# Advise confirms.?



## rkm16 (Mar 25, 2013)

I'm very confused... I got paid for my first wages on the 31st may and on the bank statement it says 'advise confirms' but when i got my payslip it has a different company name. Will that be an issue because doesn't it have to be the same name on payslip and statement?


----------



## rkm16 (Mar 25, 2013)

I spoke to my employer and he said they pay by Chaps....so they can't change their method, what do I do???


----------



## Joppa (Sep 7, 2009)

Get a letter from your employer explaining the apparent discrepancy. It must be on company stationery and signed by payroll manager or similar.


----------



## rkm16 (Mar 25, 2013)

What should be it written on it..? But Joppa I received a letter from the bank notifying me of the transaction of my wages nd written there is the actual company name. It's just on the statement it says "advise confirms" my manager is not very understanding and I doubt he will write me a letter. Can the bank just send me that letter to confirm the transaction every month


----------



## rkm16 (Mar 25, 2013)

Please can sumone help...I'm really stressing...just when i thought everything is right...something has to go wrong


----------



## Joppa (Sep 7, 2009)

Just to state the name on the bank statement and on pay slip are the one and the same company.


----------



## rkm16 (Mar 25, 2013)

Joppa said:


> Just to state the name on the bank statement and on pay slip are the one and the same company.

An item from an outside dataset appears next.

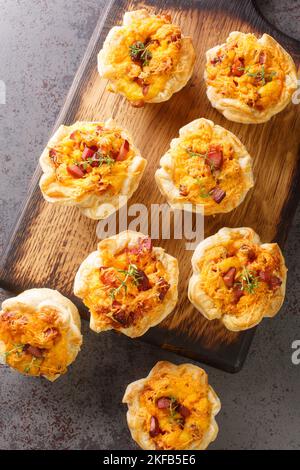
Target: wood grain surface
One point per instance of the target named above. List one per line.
(49, 242)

The name on the payslip is same as what the bank sees.....but as its paid by chaps it shows "advise confirm".....so Can the bank not confirm that rather then my boss? He's very ignorant and I know he won't do it


----------



## AmyD (Jan 12, 2013)

The bank doesn't know or care who your employer is. You have to go through your employer.


----------



## rkm16 (Mar 25, 2013)

AmyD said:


> The bank doesn't know or care who your employer is. You have to go through your employer.


AmyD I meant I received a letter confirming y wages going in, the date, amount and company name same as payslip. So could I not ask the bank to send this to me every month? Or asking my employer is the only way?


----------